Even this pales into insignificance compared with the most formidable ramparts of defence the entire Modi sarkar has built around one of its junior ministers, Nihal Chand, who is accused of the abominable crime of sexual abuse of a poor woman allegedly lasting a decade. A Rajasthan court has summoned him, together with 17 others, including the victim’s husband. What she is revealing to the media is stomach-wrenching. Yet the government is not prepared even to listen to the suggestion that the minister concerned should step down temporarily and return to office after he is cleared by the court. What has happened to “zero tolerance of violence against women”, as proclaimed in the President’s address to Parliament?

One would have liked to have allowed some more days to pass before subjecting the performance of the new government to close scrutiny. But it is impossible not to criticise it for its grievous and potentially explosive mistake over the language issue that was mercifully corrected in good time. The Union home ministry, headed by BJP president Rajnath Singh, issued a magisterial directive that everyone working for the government must use Hindi instead of English on the social media.

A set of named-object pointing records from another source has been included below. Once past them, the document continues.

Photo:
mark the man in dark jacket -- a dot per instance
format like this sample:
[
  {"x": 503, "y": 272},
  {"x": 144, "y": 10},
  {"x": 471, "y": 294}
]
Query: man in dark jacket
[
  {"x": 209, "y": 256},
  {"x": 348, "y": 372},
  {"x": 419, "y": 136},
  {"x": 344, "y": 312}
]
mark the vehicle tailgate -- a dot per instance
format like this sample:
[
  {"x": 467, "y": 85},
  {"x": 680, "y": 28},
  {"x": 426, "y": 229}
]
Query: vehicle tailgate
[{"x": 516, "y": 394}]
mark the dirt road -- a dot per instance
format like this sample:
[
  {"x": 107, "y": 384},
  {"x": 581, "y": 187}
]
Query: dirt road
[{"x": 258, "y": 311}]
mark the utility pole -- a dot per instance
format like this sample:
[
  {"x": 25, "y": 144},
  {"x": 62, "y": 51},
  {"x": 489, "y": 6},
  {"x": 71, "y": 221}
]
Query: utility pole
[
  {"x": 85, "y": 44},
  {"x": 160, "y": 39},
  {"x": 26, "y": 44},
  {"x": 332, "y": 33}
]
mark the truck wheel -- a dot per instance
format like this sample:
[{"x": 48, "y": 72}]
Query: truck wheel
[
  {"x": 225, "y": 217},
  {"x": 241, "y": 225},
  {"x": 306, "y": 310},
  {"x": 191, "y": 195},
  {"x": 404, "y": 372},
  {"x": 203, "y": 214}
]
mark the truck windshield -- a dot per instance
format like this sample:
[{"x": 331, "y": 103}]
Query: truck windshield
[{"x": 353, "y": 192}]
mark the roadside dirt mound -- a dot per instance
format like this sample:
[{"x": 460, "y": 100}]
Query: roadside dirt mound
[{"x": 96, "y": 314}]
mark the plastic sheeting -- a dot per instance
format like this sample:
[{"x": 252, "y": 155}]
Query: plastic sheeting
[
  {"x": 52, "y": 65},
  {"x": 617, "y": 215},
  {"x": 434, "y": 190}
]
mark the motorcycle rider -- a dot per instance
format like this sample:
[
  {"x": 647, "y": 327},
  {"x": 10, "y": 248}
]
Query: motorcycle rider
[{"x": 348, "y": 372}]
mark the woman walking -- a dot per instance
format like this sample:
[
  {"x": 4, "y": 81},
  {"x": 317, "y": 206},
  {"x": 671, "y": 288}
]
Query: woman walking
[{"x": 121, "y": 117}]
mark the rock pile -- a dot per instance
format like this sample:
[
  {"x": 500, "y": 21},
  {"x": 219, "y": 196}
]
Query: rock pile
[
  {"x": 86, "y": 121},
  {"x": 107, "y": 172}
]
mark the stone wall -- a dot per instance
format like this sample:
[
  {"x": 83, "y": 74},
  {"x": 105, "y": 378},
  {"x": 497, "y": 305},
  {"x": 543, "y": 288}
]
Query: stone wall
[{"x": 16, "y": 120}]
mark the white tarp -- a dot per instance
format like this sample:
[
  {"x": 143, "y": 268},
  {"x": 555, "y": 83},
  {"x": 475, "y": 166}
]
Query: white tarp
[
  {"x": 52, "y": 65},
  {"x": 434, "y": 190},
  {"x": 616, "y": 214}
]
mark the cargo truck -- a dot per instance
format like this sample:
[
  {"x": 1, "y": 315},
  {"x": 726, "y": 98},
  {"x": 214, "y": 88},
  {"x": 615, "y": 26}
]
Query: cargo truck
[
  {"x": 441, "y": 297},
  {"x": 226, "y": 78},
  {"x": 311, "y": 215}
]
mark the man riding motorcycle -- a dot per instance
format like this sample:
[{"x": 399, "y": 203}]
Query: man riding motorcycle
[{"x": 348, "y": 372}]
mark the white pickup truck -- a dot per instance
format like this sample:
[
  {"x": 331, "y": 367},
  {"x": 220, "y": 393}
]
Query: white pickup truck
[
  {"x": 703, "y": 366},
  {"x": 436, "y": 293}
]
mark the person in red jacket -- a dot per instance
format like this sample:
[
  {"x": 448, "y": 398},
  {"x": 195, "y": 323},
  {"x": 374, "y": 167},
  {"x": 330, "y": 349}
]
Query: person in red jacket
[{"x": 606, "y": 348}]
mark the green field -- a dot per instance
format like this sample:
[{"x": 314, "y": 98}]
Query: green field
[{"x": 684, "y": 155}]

It reminded me of something similar Gulzarilal Nanda, Congress home minister in 1965, had done. Hindi was declared the official language along with English as an additional official language. The anti-Hindi agitation he thus triggered in the South, particularly in Tamil Nadu, nearly singed the entire country. Indira Gandhi, then information and broadcasting minister in Lal Bahadur Shastri’s government, was the only leader to go to ground zero and talk to the agitators. No one else, not even K. Kamaraj, then Congress president and a popular chief minister of Tamil Nadu earlier, dared to follow her.

This time around, prompt protests by the two mainstream Tamil parties, Dravida Munnetra Kazhagam and All-India Anna Dravida Munnetra Kazhagam, which seldom agree, and four other Tamil parties allied to the BJP brought New Delhi to its senses. No wonder the junior home minister who had earlier extolled the directive suddenly announced that it was meant only for Hindi-speaking states. Decision-makers should note that India dominates the world’s IT industry because of its proficiency in English. Let that not be eroded. Moreover, the slogan “One nation, one language”, which some used, is reminiscent of “...ein Reich, ein Führer”.